Nonetheless, various Islamic nations adopt multiple models that may seem useful to asset allocation. In numerous jurisdictions including Bahrain, Pakistan, Sudan, and Malaysia hybrid models are incorporated depending on the efficiency of the strategies to the respective financial institutions. In the models, multiple products are provided such as Marine insurance, Motor insurance, and fire insurance. In any period, a Takaful agent can either have exceeding money from the members or an underwriting loss (Kader, Abdul, Mike, and Philip Hardwick 170). Entirely different from this, the contribution fund also experiences gains or losses. However, Islam insurance faces several misconceptions among the Muslim faithful. Firstly, Allah’s will on matters related to the destiny of a person. Therefore, insurance schemes are deliberate efforts formed against the teachings of the Quran. Secondly, traditional insurance is banned for all Muslims because it accumulates interests, which is against the Shariah law. Lastly, insurance is associated with gambling hence outlawed in Islam. The misconceptions have affected the adoption of insurance thereby to some extent reduced asset allocation efficiency in Islamic banking and finance.

Islamic banking and finance incorporate the portfolio management strategy with the motive of managing and monitoring risks, particularly in credit cards. Financial institutions adopt portfolio management to accumulate higher returns with lower risks. Essentially, multiple   Islamic institutions adopt the leverage strategy which has the potential to increase profits while at the same time increase risks in investments. Ideally, traders in a market-oriented economy will either purchase option contracts or seek loans in financial institutions. Additionally, Islamic institutions encompass the expectation strategies that entail transferring short-term and long-term bonds based on the anticipation of a given period. Since the value of long-term bonds increase their value with time most investors prefer to hold these bonds that would, in turn, increase the portfolio value hence increasing the returns (Akhtar, Khizer Shama 40). Lastly, the financial institutions use the yield spread strategies to establish the difference between investments and their rates of return. The yield spread compares two financial commodities with the aim of minimizing or curbing trade-in risks. Therefore, investors use risk premium in investing different kinds of investments with the goal of leveraging profit and losses in the market.

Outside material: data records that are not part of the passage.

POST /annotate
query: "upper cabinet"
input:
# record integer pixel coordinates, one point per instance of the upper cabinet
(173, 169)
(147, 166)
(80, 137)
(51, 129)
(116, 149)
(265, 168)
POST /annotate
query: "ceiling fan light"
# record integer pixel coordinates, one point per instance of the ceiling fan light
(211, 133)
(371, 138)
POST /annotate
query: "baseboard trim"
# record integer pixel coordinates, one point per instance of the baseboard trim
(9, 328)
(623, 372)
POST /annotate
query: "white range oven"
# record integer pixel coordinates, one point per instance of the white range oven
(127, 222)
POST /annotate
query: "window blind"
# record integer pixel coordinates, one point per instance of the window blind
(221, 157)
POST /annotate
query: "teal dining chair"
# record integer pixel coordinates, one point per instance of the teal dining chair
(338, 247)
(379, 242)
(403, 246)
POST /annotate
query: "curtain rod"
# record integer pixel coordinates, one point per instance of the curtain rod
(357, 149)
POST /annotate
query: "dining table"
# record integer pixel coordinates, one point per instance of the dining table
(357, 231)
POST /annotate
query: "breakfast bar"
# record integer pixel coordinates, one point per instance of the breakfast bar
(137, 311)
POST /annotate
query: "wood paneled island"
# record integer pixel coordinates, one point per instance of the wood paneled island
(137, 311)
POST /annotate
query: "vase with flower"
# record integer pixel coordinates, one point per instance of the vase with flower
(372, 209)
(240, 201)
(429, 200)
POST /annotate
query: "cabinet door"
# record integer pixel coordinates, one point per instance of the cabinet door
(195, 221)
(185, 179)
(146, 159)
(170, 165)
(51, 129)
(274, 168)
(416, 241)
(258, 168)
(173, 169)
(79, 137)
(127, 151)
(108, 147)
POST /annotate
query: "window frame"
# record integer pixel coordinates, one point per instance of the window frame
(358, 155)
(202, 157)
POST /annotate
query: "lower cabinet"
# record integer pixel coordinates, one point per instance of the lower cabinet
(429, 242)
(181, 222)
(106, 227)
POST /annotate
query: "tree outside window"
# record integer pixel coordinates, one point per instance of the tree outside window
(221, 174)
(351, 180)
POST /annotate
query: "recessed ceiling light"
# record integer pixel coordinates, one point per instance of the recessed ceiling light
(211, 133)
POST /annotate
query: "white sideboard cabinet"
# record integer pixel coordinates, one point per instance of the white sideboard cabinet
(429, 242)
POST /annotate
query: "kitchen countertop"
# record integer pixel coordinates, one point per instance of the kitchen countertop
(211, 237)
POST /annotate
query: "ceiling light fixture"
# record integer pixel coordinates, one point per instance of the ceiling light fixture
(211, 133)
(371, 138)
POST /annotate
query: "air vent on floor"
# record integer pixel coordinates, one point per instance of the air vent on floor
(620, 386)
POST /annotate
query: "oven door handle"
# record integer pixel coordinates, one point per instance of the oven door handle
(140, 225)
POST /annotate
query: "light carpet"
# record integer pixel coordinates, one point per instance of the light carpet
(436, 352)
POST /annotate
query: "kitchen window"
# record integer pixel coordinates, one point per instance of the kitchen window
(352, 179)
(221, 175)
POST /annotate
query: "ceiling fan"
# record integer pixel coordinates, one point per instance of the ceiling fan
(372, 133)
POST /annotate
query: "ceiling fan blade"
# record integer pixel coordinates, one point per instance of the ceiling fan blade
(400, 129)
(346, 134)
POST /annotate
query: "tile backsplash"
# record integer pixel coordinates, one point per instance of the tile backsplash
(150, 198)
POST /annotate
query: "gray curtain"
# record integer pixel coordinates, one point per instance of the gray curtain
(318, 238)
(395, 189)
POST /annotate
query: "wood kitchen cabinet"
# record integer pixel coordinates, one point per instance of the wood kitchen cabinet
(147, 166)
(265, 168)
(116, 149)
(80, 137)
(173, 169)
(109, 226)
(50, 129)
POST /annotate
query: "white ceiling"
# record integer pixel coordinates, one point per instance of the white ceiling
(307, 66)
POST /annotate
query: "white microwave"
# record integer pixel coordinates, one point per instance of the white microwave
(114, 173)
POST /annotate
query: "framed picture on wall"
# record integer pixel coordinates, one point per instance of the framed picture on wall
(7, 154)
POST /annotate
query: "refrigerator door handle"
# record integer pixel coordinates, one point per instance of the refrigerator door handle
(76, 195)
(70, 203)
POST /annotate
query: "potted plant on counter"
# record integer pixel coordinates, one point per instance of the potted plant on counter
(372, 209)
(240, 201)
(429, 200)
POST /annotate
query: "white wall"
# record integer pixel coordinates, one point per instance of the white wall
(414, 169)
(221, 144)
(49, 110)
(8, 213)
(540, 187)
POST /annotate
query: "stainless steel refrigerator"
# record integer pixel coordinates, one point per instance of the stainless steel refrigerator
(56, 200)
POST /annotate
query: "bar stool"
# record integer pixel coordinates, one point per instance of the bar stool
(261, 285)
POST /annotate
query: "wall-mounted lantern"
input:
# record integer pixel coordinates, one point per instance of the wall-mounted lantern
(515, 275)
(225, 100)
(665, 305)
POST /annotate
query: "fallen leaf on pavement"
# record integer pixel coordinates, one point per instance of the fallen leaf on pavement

Islamic banks adoption of monetary policy implementation on dual financial system affects the stakeholders at the early stages of development. Similarly, the transmission channels experience several challenges; for instance, Islamic financial institutions are underdeveloped thereby restraining the ability of the corporations to use market-oriented tools to effect policy. Similarly, macroprudential policies play a vital role in predicting systemic risks in financial institutions. Islamic banking and finance institutions encompass structures that cover a wide range of real estate activities, investment companies, and banking. The interconnections expose financial institutions to multiple risks (Kammer et al., 15). For instance, Islamic banks in Southeast Asia increase their exposure through Small and Mid-sized Enterprises throughout other sectors primarily through leasing contracts. Diversification of vulnerability across different sectors contributes to financial stability. Several Islamic institutions do not necessarily add value to their respective domestic market but have transferred their services across international borders thereby posing a risk at the local and regional level. The significance of IFIs and the gaps within the banking and finance sector calls for macroprudential oversight such that financial experts tailor the macroprudential loops and instruments appropriately. The instrumental framework ensures that macroprudential policy is amended and implemented according to the Shariah governance structures.